# Elinchrom 400 RX with canon speedlights ? how to use



## Ravikantsharma (Apr 19, 2012)

Hey Guys,

I am  new to studio flash photography and have below questions as kind of confused.

I own a Canon 7D with 2 unit of 580exii flashes along with recently purchased _*Elinchrom 400 RX (*__pair of 2 lights with build in trigger and remote trigger which will go on top of my camera)_


_Earlier, I use to trigger my 2 580exii by wireless triggers (also have 1 radio transmitter and 3 receivers purchased from ebay with a maxsync speed of 250_ .

Now my question is

_1.       _If I am using in studio 2 units of  _Elinchrom 400 RX light (which I will trigger with build in sky port system )at the same time can I  trigger canon 580ex ii in same exporsure.
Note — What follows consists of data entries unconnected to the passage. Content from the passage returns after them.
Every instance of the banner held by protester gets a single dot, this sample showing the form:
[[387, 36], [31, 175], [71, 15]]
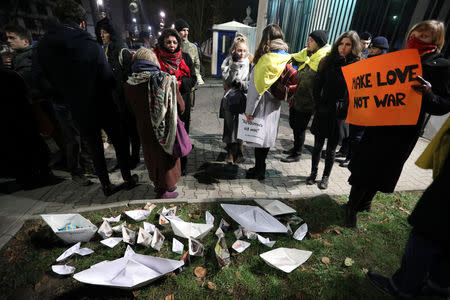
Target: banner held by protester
[[380, 92]]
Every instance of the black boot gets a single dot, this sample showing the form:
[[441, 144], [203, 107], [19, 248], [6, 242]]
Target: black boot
[[323, 185], [239, 153], [229, 158], [312, 177]]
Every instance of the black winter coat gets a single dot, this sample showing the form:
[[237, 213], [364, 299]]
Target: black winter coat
[[378, 161], [430, 216], [75, 65], [331, 97]]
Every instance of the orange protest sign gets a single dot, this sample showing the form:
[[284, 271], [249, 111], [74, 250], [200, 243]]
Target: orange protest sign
[[380, 91]]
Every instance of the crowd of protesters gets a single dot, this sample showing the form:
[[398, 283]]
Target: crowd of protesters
[[87, 92]]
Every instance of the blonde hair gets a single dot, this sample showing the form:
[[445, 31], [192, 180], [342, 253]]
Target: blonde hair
[[147, 54], [436, 28], [239, 39]]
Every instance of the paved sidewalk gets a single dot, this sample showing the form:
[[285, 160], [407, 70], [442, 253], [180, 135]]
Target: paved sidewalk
[[208, 179]]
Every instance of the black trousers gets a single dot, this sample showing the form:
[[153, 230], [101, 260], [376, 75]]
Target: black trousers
[[299, 122], [330, 153], [186, 118], [355, 136], [109, 121]]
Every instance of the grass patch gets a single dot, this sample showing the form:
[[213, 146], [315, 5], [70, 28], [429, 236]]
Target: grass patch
[[377, 244]]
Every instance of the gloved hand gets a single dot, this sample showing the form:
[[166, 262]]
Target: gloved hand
[[424, 87]]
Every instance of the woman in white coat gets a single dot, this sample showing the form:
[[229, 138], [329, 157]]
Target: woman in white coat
[[270, 60]]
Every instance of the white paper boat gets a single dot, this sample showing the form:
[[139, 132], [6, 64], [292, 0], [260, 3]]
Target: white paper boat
[[82, 234], [129, 272], [301, 232], [187, 229], [275, 207], [285, 259], [111, 242], [138, 215], [240, 246], [75, 249], [63, 269], [253, 218]]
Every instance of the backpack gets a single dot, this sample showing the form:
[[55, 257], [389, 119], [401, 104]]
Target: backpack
[[285, 86]]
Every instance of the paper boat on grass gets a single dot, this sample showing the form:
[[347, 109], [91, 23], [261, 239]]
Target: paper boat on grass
[[275, 207], [285, 259], [83, 233], [253, 218], [186, 229], [139, 214], [129, 272]]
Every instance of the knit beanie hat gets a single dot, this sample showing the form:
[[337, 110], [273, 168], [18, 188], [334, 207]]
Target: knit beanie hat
[[180, 24], [380, 42], [320, 37], [365, 36]]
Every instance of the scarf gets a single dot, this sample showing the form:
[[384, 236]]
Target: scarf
[[313, 60], [433, 157], [271, 65], [424, 48], [162, 100], [172, 63]]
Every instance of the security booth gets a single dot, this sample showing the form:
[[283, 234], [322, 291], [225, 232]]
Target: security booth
[[223, 37]]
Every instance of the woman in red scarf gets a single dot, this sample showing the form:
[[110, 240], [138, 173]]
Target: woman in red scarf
[[379, 158], [177, 63]]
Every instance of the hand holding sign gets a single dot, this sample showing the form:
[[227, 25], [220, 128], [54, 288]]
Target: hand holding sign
[[381, 89], [424, 87]]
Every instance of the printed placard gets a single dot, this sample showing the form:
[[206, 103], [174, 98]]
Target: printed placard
[[252, 132], [380, 92]]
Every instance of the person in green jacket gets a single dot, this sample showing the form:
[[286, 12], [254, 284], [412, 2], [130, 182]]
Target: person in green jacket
[[302, 104]]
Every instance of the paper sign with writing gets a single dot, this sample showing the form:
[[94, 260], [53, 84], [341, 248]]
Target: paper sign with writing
[[252, 132], [380, 91]]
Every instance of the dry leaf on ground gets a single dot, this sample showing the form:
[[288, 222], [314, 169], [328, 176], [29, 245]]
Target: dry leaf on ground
[[325, 243], [170, 297], [348, 262], [404, 210], [211, 286], [200, 272]]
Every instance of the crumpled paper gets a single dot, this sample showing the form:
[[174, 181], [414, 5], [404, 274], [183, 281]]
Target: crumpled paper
[[239, 246], [112, 219], [222, 253], [144, 238], [105, 230], [177, 246], [301, 232], [157, 240], [111, 242], [118, 228], [266, 241], [195, 247], [128, 236], [139, 214], [149, 227]]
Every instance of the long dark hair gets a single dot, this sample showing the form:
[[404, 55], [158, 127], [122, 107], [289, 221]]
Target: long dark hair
[[270, 33], [334, 53]]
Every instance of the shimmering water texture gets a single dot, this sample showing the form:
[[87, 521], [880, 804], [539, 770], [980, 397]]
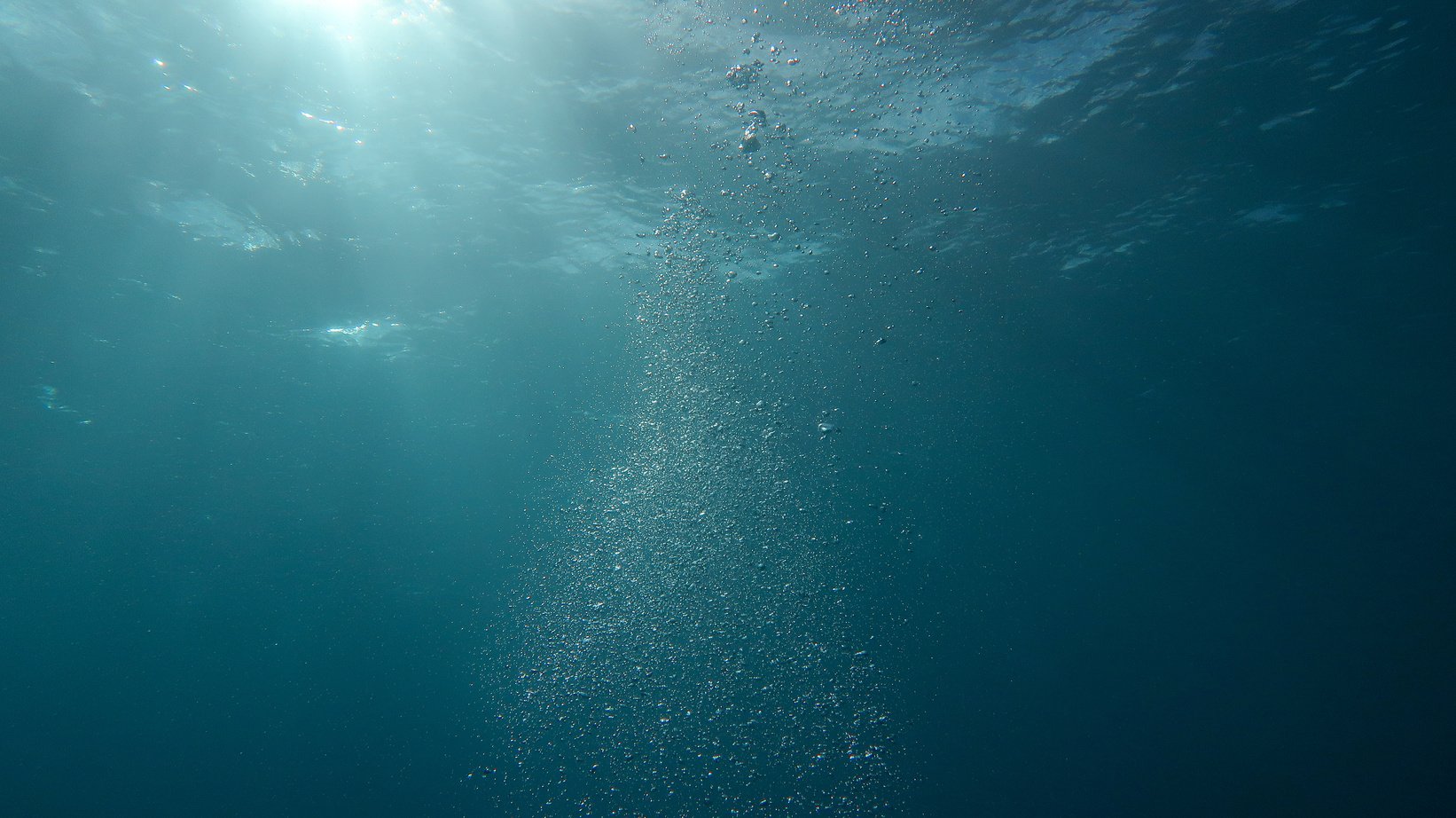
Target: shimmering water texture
[[727, 409], [691, 640]]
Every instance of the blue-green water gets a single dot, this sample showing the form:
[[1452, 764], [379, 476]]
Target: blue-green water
[[621, 408]]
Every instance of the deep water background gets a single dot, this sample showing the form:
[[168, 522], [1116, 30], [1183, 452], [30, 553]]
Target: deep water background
[[1133, 324]]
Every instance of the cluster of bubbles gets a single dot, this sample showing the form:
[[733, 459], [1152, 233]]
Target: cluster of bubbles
[[687, 643]]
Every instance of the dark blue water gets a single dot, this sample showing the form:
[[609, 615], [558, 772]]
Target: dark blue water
[[621, 408]]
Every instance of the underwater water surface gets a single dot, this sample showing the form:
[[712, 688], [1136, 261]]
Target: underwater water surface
[[623, 408]]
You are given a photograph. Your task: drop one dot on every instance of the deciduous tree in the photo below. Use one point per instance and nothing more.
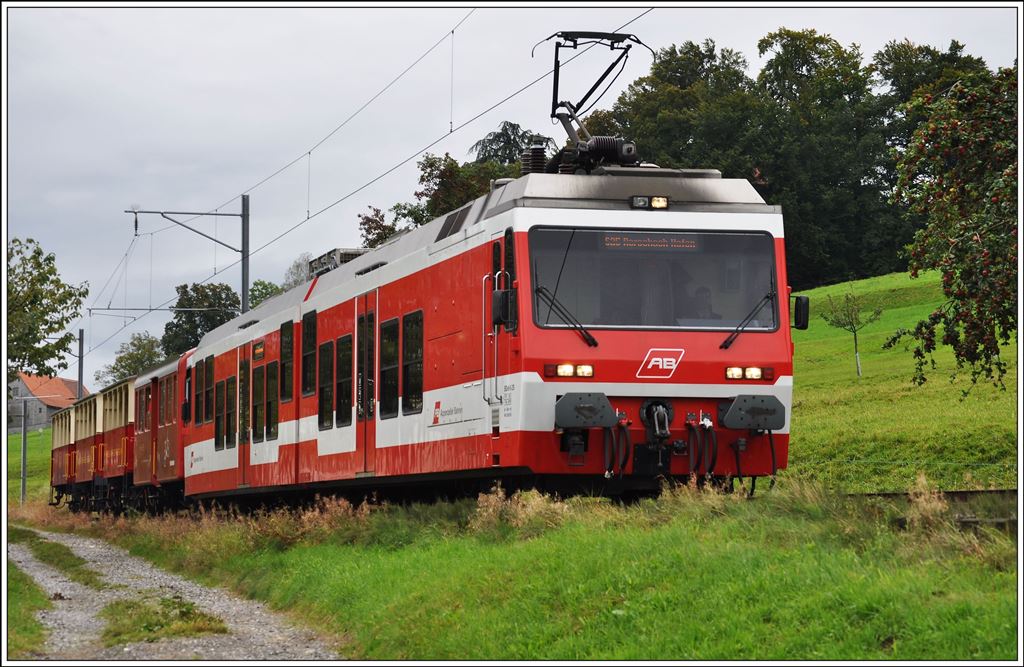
(139, 352)
(205, 306)
(960, 171)
(260, 291)
(40, 306)
(845, 314)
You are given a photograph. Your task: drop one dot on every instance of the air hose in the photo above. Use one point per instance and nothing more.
(627, 446)
(616, 449)
(695, 446)
(609, 445)
(711, 439)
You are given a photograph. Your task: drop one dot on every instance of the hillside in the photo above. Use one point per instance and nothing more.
(800, 573)
(875, 432)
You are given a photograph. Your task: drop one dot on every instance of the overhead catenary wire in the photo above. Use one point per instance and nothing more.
(344, 122)
(517, 92)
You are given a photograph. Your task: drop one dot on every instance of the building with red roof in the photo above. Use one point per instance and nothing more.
(48, 394)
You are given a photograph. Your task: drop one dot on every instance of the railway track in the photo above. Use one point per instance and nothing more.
(957, 496)
(967, 520)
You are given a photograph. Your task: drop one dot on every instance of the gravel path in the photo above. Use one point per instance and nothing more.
(255, 632)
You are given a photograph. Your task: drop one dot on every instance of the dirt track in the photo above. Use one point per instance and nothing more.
(74, 625)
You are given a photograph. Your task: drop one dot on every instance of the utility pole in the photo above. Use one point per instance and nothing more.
(25, 435)
(244, 250)
(81, 355)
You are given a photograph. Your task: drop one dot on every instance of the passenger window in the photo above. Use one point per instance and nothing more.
(389, 369)
(326, 374)
(287, 360)
(271, 401)
(229, 413)
(218, 420)
(258, 406)
(412, 363)
(200, 376)
(208, 388)
(244, 401)
(308, 353)
(343, 415)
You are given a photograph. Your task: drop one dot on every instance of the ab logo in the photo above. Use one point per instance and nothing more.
(660, 363)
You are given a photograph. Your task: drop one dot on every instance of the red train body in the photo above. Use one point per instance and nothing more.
(549, 333)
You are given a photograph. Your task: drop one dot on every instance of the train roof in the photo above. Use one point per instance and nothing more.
(606, 188)
(164, 368)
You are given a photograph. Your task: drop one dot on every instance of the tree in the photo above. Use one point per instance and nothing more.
(298, 273)
(139, 352)
(960, 172)
(445, 184)
(827, 139)
(846, 315)
(506, 144)
(260, 291)
(375, 228)
(40, 306)
(205, 306)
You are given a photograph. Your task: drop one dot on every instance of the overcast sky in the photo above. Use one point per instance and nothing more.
(183, 109)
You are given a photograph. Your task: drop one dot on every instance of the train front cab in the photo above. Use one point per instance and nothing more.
(623, 360)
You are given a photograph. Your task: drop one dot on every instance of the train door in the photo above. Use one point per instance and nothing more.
(153, 420)
(245, 401)
(366, 386)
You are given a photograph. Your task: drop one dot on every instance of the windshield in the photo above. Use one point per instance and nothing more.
(665, 280)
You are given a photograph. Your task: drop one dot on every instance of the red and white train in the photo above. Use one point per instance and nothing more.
(597, 331)
(592, 325)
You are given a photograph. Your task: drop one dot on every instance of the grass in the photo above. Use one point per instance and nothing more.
(25, 633)
(141, 620)
(798, 574)
(877, 431)
(38, 468)
(57, 556)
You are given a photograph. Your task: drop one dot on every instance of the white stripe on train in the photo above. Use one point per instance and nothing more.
(460, 412)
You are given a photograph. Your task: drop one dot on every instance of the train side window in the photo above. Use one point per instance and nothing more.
(343, 416)
(271, 401)
(308, 353)
(208, 389)
(229, 413)
(162, 403)
(412, 363)
(244, 401)
(218, 420)
(172, 392)
(287, 361)
(389, 369)
(258, 408)
(326, 374)
(512, 315)
(185, 408)
(200, 375)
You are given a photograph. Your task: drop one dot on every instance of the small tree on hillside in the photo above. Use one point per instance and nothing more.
(845, 314)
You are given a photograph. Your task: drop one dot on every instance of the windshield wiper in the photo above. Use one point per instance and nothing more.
(563, 313)
(747, 321)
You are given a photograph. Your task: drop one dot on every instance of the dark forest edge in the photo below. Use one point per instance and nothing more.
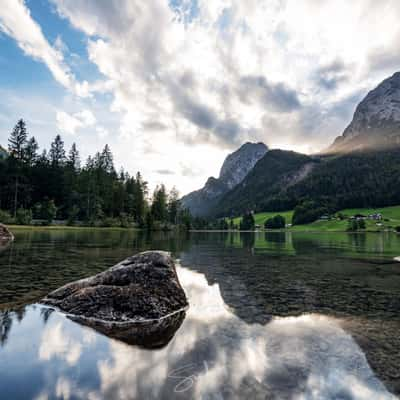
(52, 188)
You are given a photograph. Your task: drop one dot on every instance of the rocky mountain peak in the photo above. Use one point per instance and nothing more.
(239, 163)
(376, 120)
(234, 169)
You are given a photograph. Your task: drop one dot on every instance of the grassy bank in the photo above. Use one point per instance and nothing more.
(390, 219)
(65, 228)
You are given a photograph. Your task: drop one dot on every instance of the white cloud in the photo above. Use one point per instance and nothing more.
(199, 80)
(68, 123)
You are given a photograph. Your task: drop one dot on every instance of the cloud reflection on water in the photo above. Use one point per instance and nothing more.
(214, 355)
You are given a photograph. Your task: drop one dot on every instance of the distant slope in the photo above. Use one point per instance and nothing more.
(390, 215)
(353, 180)
(271, 177)
(234, 169)
(3, 153)
(376, 121)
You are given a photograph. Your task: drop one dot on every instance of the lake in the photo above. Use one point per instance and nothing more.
(271, 316)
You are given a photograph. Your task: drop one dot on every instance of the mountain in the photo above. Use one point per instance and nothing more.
(270, 178)
(234, 169)
(376, 121)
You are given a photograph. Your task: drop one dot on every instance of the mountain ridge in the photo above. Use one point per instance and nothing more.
(233, 170)
(376, 120)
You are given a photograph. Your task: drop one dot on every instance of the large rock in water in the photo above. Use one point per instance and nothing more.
(139, 301)
(5, 234)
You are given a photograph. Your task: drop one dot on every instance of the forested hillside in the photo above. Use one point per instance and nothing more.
(283, 180)
(358, 179)
(54, 184)
(264, 187)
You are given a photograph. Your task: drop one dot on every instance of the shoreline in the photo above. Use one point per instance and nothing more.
(102, 228)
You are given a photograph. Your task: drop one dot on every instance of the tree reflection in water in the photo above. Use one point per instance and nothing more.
(214, 355)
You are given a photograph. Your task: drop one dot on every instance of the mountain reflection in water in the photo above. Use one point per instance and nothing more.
(214, 355)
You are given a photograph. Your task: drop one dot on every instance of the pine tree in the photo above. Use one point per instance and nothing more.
(57, 152)
(107, 160)
(173, 206)
(31, 150)
(18, 139)
(73, 158)
(159, 205)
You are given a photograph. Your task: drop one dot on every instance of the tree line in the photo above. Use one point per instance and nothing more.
(55, 184)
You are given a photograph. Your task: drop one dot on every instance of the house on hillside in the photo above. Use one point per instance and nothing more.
(375, 217)
(358, 216)
(3, 153)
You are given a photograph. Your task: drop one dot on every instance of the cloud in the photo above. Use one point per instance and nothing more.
(276, 96)
(331, 75)
(68, 123)
(16, 22)
(198, 78)
(164, 172)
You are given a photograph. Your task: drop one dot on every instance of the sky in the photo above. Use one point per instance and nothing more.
(174, 86)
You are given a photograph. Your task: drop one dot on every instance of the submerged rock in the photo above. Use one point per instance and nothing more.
(139, 301)
(5, 234)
If so how will the setting work.._

Thanks in advance


----------



## 2WheelPhoto (Apr 19, 2012)

You can trigger both elinchroms with your 580 if you put the elinchroms in "slave" mode. 

Actually you have many options. Read the manuals for both the 580 and elinchroms and you'll understand.


----------



## Xyloz (Apr 20, 2012)

2WheelPhoto said:


> Read the manuals



Enough Said xD


----------